The pledge, taken from the charity’s Disaster Fund, will go towards an appeal launched by the International Federation of the Red Cross to help Zimbabweans.
The appeal will help people in the Gwanda District of Matebeleland South Province – one of the worst affected areas.
The Zimbabwe Red Cross is targeting Gwanda District as there is no other organisation responding to the lack of access to food in the region.
The charity aims to:
- Provide food assistance to 10,500 people (2,100 households) for three months
- Reduce the risk of waterborne and water-related diseases
- Support farmers and households in producing small grains and the postharvest handling of grain
A projected 2.2 million people could find themselves without access to the food they need to survive at the height of the crisis in March – a 32 per cent increase on last year.
It is also estimated that 3,000 children have dropped out of school in Gwanda – some to help their families earn a living, others because their parents can no longer afford school fees. Meanwhile poor families have cut the number of meals consumed from three to one a day.
Some households have resorted to a diet of mainly wild fruit, compromising their dietary needs. Families have also exchanged livestock for cereal to survive, reducing their assets and wealth.
The origins of the food shortages include: prolonged dry spells, erratic rainfall, and people having limited access to seeds for planting due to the poor performance of the 2012/13 agricultural season.

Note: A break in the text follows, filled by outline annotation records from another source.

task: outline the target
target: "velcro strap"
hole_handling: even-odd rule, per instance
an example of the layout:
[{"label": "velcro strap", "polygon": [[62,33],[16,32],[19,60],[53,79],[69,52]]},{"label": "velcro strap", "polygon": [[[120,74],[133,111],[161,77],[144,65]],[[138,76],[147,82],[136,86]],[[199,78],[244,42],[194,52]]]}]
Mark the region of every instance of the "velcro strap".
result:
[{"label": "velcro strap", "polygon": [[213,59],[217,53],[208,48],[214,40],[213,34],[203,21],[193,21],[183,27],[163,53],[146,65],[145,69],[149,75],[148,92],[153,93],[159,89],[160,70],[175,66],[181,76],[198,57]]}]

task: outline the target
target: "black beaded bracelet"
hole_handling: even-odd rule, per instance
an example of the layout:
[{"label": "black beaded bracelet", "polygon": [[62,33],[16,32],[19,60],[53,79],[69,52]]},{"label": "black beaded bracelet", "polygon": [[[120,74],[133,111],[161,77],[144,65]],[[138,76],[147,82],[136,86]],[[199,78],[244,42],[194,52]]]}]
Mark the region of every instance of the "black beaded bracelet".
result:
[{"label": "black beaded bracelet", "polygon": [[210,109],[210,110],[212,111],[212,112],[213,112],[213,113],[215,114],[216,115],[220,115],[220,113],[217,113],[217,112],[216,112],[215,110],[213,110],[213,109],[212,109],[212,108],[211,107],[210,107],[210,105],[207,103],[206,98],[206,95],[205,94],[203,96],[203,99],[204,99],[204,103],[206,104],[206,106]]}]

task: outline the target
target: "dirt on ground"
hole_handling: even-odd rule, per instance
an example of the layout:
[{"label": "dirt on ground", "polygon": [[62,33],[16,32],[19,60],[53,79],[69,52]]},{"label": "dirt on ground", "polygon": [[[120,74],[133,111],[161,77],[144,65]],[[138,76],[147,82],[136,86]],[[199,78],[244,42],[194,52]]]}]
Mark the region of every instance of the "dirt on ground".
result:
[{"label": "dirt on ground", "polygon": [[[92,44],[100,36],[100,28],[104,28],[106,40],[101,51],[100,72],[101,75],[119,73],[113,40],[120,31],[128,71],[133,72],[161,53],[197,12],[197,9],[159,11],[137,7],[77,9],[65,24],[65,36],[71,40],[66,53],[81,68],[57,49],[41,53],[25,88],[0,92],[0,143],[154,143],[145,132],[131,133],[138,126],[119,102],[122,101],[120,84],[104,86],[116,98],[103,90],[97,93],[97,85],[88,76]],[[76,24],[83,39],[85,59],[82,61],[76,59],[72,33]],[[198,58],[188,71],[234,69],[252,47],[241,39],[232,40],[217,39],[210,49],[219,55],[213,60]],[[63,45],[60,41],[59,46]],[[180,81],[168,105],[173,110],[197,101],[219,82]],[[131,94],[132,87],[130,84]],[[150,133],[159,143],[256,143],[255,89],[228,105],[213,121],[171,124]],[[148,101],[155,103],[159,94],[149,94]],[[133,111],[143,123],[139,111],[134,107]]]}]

These factors have all aggravated the situation.
How we’re helping
The priority for the Red Cross is to give immediate help to ensure that people are getting three meals a day and that these meals meet minimum daily energy needs. Among the activities planned are:
- Distribution of food vouchers and nutritional training to 2,100 households
- Rebuilding of 35 boreholes to provide access to safe drinking water for people and livestock
- Community education on health and hygiene promotion and HIV prevention
- Distribution of drought-resistant vegetable seeds
- Training 105 lead farmers in areas including disaster risk reduction, climate change adaptation, crop production, seed preservation and post-harvest technology.